The imaginary orphan believes that parents are in the wrong, and both these novels sympathize with the idea of escape—though it is the more limited escape of modern times, and even that may be denied to Joan. A quarrel between parents and children, and a history of objections to the family, might seem to date from the exaltation of family life in the course of the last century. By the end of the century, parents had started to take flight, and the family was impaired, but the quarrel persisted. In certain circles, the world’s law had come to include divorce, separation, the assignment of children to grandmothers, servants, boarding schools. What Maisie Knew explores this world: James’s novel cares about a modern orphan, and is closer in spirit to Paula Fox’s than any other I can call to mind. Both books suggest that a broken home can remain coercive, and can accommodate the quarrel between parents and children.

Parents have believed, in recent years, that, on the side of the young, a new coolness or coldness has set in, and they might feel that this quality is captured in Paula Fox’s novel and in the work of Margaret Atwood. It could be said that a family ruled by a drag queen like Laura is a fairly peculiar one: and yet “What Clara Knew” gives a very accurate account of the pains of family life as they are often experienced now, and seems to speak truthfully of a time when some people have decided that the family will shortly disband, but when it still retains a power of constraint, when a child may have more than one father, or none, without being reckoned an outcast, but when there are still those who imagine themselves to be outcasts. Does it speak of a strange new indifference on the part of children? The most moving thing in the book is how natural Clara’s neglect of the grandmother who raised her is made to appear, and it can make you feel that hardly anything is more of the present time than the old people’s home, where the orphans of a second childhood receive their few visitors.

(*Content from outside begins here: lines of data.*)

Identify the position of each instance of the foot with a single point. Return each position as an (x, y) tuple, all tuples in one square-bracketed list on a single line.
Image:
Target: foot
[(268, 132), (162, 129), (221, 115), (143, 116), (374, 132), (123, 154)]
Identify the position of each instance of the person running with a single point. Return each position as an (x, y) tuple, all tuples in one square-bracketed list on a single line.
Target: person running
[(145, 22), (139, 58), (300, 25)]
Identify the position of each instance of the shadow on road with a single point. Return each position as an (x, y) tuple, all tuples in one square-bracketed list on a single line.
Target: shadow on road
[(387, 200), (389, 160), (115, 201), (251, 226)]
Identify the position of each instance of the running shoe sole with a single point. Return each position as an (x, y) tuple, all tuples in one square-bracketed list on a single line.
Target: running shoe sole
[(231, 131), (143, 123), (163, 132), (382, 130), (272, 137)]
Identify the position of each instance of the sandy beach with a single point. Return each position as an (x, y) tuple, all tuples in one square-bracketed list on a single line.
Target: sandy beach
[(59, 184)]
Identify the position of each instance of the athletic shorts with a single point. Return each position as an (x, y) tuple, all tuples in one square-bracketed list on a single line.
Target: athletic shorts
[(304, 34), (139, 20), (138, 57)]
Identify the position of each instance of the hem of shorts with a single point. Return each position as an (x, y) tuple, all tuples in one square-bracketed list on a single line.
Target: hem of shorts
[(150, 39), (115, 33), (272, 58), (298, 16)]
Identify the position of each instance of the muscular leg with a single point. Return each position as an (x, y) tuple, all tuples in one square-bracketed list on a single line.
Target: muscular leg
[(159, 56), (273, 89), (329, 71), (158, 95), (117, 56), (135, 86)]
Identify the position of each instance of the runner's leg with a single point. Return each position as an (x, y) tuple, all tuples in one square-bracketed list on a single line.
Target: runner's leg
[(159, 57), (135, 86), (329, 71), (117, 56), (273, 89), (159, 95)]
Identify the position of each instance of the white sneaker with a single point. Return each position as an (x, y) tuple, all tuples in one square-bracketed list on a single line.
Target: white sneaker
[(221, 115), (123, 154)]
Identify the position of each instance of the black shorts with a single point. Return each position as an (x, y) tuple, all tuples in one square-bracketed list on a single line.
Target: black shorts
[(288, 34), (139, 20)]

It is also the case, however, that Clara’s possible release from family imprisonment is identified with an act of piety toward her grandmother: attendance at funerals is a custom which many English-speaking children have ceased to understand, so that it is, in fact, very shrewd of the novelist to make use of the issue, and to allow it to tell in Clara’s favor. And it may be the case that Clara, the pale, promising outcast, shares her indifference with Laura, the hopeless outlaw, and that such indifference is not as new as we think. It may be that it is traditional, that it belongs to a history of hostility and exclusion, and testifies both to the power of family life and to its impairment. The book does not always do enough to persuade you that Clara and Laura are related at all, but it enables you to reflect that Clara is descended from two women each of whom is as much of an outcast as she is herself, and that this may be important. If there is ever a critique of orphans, it should extend to those of them who have families, of whatever condition, and, within that category, it should pay attention to the victim’s victim, and to what Stuart Hampshire, writing on the subject of tragedy, has described as “the genealogy of misfortunes, which pass across the generations as an inherited punishment.”